To avoid a repeat of West Bengal’s New Moore Island, which disappeared without a trace due to rising sea levels, the environment ministry will carry out a survey of the country’s coastline and mark areas vulnerable to sea erosion, high tide and waves.
This is a first such effort to study the 7,500-km coastline and impact of shoreline change and sea level rise on the over six crore people who live in coastal areas.
Experts are also planning to make extensive use of aerial photography and satellite data to demarcate hazard lines and map environmentally sensitive areas that require protection.
“People who are found living on the wrong side of the hazard line will be sensitised to the problem and the risk involved. They will be relocated to safety in extreme situations,” environment minister
Jairam Ramesh said. Soon after a meeting of the cabinet committee on economic affairs on Thursday, the minister said the government had approved a Rs1,156-crore World Bank-assisted integrated coastal zone management project. The extensive project would be implemented over the next five years.
“The project has special significance in the context of climate change, since one of the definitive findings of the intergovernmental panel on climate change relates to the increase in mean sea levels due to global warming. The survey will focus on four factors — shoreline change, tides, waves and sea level rise,” the minister said.

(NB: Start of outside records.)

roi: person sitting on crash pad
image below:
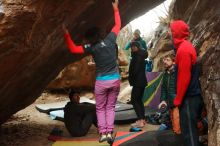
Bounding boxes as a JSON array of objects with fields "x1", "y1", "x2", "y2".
[{"x1": 64, "y1": 90, "x2": 97, "y2": 137}]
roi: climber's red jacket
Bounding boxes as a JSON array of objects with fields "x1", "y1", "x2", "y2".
[{"x1": 170, "y1": 20, "x2": 201, "y2": 106}]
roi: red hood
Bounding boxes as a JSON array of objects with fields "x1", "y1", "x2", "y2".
[{"x1": 170, "y1": 20, "x2": 189, "y2": 49}]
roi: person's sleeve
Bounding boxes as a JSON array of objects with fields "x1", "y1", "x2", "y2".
[
  {"x1": 64, "y1": 34, "x2": 84, "y2": 54},
  {"x1": 142, "y1": 40, "x2": 147, "y2": 50},
  {"x1": 160, "y1": 73, "x2": 167, "y2": 102},
  {"x1": 173, "y1": 52, "x2": 192, "y2": 106},
  {"x1": 111, "y1": 9, "x2": 121, "y2": 35},
  {"x1": 124, "y1": 42, "x2": 131, "y2": 50}
]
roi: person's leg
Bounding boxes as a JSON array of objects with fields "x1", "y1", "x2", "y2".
[
  {"x1": 131, "y1": 87, "x2": 145, "y2": 120},
  {"x1": 180, "y1": 97, "x2": 202, "y2": 146},
  {"x1": 170, "y1": 107, "x2": 181, "y2": 134},
  {"x1": 78, "y1": 112, "x2": 95, "y2": 136},
  {"x1": 106, "y1": 80, "x2": 120, "y2": 133},
  {"x1": 95, "y1": 81, "x2": 108, "y2": 134}
]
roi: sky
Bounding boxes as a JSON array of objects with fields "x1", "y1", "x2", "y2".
[{"x1": 130, "y1": 0, "x2": 172, "y2": 35}]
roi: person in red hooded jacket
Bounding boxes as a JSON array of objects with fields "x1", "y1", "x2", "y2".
[{"x1": 170, "y1": 20, "x2": 203, "y2": 146}]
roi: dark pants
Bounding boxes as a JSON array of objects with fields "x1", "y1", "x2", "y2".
[
  {"x1": 131, "y1": 86, "x2": 145, "y2": 119},
  {"x1": 180, "y1": 96, "x2": 203, "y2": 146}
]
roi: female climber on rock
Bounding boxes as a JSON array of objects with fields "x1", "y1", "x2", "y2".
[{"x1": 63, "y1": 0, "x2": 121, "y2": 142}]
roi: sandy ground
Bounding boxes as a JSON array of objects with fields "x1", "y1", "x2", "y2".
[{"x1": 0, "y1": 83, "x2": 158, "y2": 146}]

The environment ministry’s special focus will be on identifying and demarcating fragile coastal areas such as mangroves, brackish water wetlands and coral reefs to mark the “critically vulnerable coastal areas” along the coastline. Critically vulnerable places included Lakshadweep, Andaman and Nicobar, Gulf of Khambat in Gujarat, Malvan, Vasasi-Manori and Achra-Ratnagiri in Maharashtra and Karwar and Coondapur in Karnataka. “The project would also aim at capacity building of people living near the coast,” Ramesh said.